Dari sisi jumlah, mereka tahu akan sulit menghadapi musuh. Namun walaupun jumlah mereka tak sepadan, satu hal yang mereka yakini adalah hanya ada salah satu dari 2 kebaikan : ‘ kemenangan atau mati syahid”
“Ya betul nak.” Ibupun melanjutkan ceritanya.
“Para pejuang Islam.. para pengemban risalah gagah berani menyampaikan kebenaran tentang indahnya hidup dalam aturan Islam dalam khilafah dipimpin seorang khalifah. Layaknya Zaid bin Haritsah sebelum berangkat perang, beliau bangkit, mandi, berselimutkan kafan, mengucap selamat tinggal pada dunia untuk menyongsong surga. Dan syahid dengan sebuah tombak menembus tubuhnya.“
“Disusul Ja’far bin Abi thalib yang mempertahankan panji perang dengan tangan kanan dan kiri yang putus, dipindahkannya ke pangkal lengan dan tak lama pangkal lengan kanan dan kiripun terbabat senjata musuh. Di tengah aliran darah dari tubuhnya, ia terus maju mempertahankan panji Rasulullah SAW seraya mendendangkan syair : ’betapa indah dan betapa dekat surga..’
…. dan Romawi telah mendekati azabnya ….hingga 90 anak panah menghujaninya dan ia pun gugur syahid.
…Tak sempat jatuh ke tanah, panji Rasulullahpun segera disambar oleh Abdullah bin Rawahah, sampai akhirnya tusukan pedang bersarang di tubuhnya. Lalu Tsabit bin Arqam segera mengambil panji untuk diserahkan kepada Khalid bin Walid. Inilah kali pertama Khalid bin Walid memimpin peperangan dalam pasukan Islam…”
Suara ibu terdengar bergetar. Lanjutnya kemudian..
“Tak kalah dengan para sahabat, begitu pulalah jiwa para pejuang Islam di masa adanya negeri 1001 dongeng ini. .
Tanpa didampingi oleh Rasulullah SAW, tanpa khalifah yang melindungi, mereka pertaruhkan jiwa raga sebagai pembuktian cinta kepada Rabb sang Pencipta langit dan bumi.”
Sang anakpun bertanya, “Siapakah mereka wahai ibu, para pejuang yang gagah berani itu?”
Lirih jawab sang Ibu, “Mereka adalah kakek nenekmu.. yang memulai hijrah dengan memerangi riba bersama komunitas Masyarakat Tanpa Riba.

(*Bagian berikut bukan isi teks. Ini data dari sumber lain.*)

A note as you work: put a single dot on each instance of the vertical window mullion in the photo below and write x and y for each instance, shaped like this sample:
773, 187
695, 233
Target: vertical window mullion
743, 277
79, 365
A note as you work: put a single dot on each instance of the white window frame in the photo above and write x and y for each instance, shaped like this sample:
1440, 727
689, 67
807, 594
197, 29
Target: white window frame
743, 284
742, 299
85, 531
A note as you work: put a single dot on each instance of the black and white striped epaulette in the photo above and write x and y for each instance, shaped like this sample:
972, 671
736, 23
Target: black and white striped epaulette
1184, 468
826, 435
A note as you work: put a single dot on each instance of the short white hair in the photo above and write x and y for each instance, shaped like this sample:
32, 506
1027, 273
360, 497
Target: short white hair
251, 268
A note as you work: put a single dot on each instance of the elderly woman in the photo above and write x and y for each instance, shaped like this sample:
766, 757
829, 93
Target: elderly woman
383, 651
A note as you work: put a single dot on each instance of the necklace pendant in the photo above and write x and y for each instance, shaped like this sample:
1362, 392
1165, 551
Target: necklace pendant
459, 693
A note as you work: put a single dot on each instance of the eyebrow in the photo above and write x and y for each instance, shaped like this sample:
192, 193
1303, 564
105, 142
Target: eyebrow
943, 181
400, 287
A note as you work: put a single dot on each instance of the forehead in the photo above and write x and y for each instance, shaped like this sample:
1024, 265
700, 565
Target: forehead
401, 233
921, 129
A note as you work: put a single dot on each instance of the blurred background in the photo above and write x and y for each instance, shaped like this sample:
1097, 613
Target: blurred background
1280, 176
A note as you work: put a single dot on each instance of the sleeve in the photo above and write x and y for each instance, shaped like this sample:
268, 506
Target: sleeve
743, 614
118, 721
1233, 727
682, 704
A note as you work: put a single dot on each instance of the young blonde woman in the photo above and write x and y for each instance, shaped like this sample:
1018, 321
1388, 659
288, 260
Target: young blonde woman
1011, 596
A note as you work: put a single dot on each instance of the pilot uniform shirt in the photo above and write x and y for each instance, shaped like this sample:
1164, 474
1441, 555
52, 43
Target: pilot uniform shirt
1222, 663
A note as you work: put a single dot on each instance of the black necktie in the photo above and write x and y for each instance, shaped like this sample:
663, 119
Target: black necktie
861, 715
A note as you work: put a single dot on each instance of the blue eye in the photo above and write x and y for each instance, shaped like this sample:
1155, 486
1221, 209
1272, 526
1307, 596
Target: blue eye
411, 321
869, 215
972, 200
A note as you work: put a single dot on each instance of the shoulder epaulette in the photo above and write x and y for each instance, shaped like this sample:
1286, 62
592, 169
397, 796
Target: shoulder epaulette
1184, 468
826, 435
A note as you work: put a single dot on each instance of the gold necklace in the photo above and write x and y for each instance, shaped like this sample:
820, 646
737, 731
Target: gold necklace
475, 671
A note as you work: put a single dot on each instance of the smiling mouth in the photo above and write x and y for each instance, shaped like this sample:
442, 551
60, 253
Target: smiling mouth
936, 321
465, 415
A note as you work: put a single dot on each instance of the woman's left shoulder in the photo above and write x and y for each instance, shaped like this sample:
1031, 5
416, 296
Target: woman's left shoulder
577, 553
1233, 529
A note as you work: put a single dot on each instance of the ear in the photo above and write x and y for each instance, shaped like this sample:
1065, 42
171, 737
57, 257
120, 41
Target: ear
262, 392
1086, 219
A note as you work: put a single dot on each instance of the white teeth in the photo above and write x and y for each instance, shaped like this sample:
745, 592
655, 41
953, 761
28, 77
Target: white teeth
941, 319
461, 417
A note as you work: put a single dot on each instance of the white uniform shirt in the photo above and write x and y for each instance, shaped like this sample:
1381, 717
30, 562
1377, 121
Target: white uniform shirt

Dan melanjutkan perjuangan menegakkan Islam tanpa takut akan kehilangan dunia.
Merekalah keluarga Rasulullah SAW. Para kekasih Allah yang sesungguhNya. Yang tetap memegang teguh Qur’an dan Sunnah bagaikan menggenggam bara api.”
Lengang. Kedua anak beranak itu tenggelam dalam pikiran masing-masing.
Dari ujung kampung, tiba-tiba terdengar takbir berkumandang memecah sunyi malam. Para Wali mengumumkan dan menyampaikan salam dari Khalifah bahwa esok adalah hari Idul fitri yang pertama di bawah khilafah.
Hari kemenangan yang sebenarnya! Tidak seperti Idul Fitri di negeri 1001 Dongeng yang berubah menjadi hari duka. Syukur dan doapun terpanjatkan selalu untuk para pejuang yang mengupayakan tegaknya khilafah saat itu.
Begitulah cerita seorang ibu kepada anaknya, kisah tentang Negeri 1001 Dongeng.
Seperti apa kelak kita ingin dikenang oleh anak cucu kita? Sebagai penonton atau sebagai pemain? Sebagai pecundang atau sebagai pemenang? Sebagai pengkhianat atau pejuang islam? Pilihan ada pada diri kita masing-masing. Pantaskan diri selalu menjadi PejuangNya.
Semoga Allah selalu melindungi para pengemban risalah negeri 1001 dongeng hingga saatnya Khalifah hadir dan kemenangan pun datang.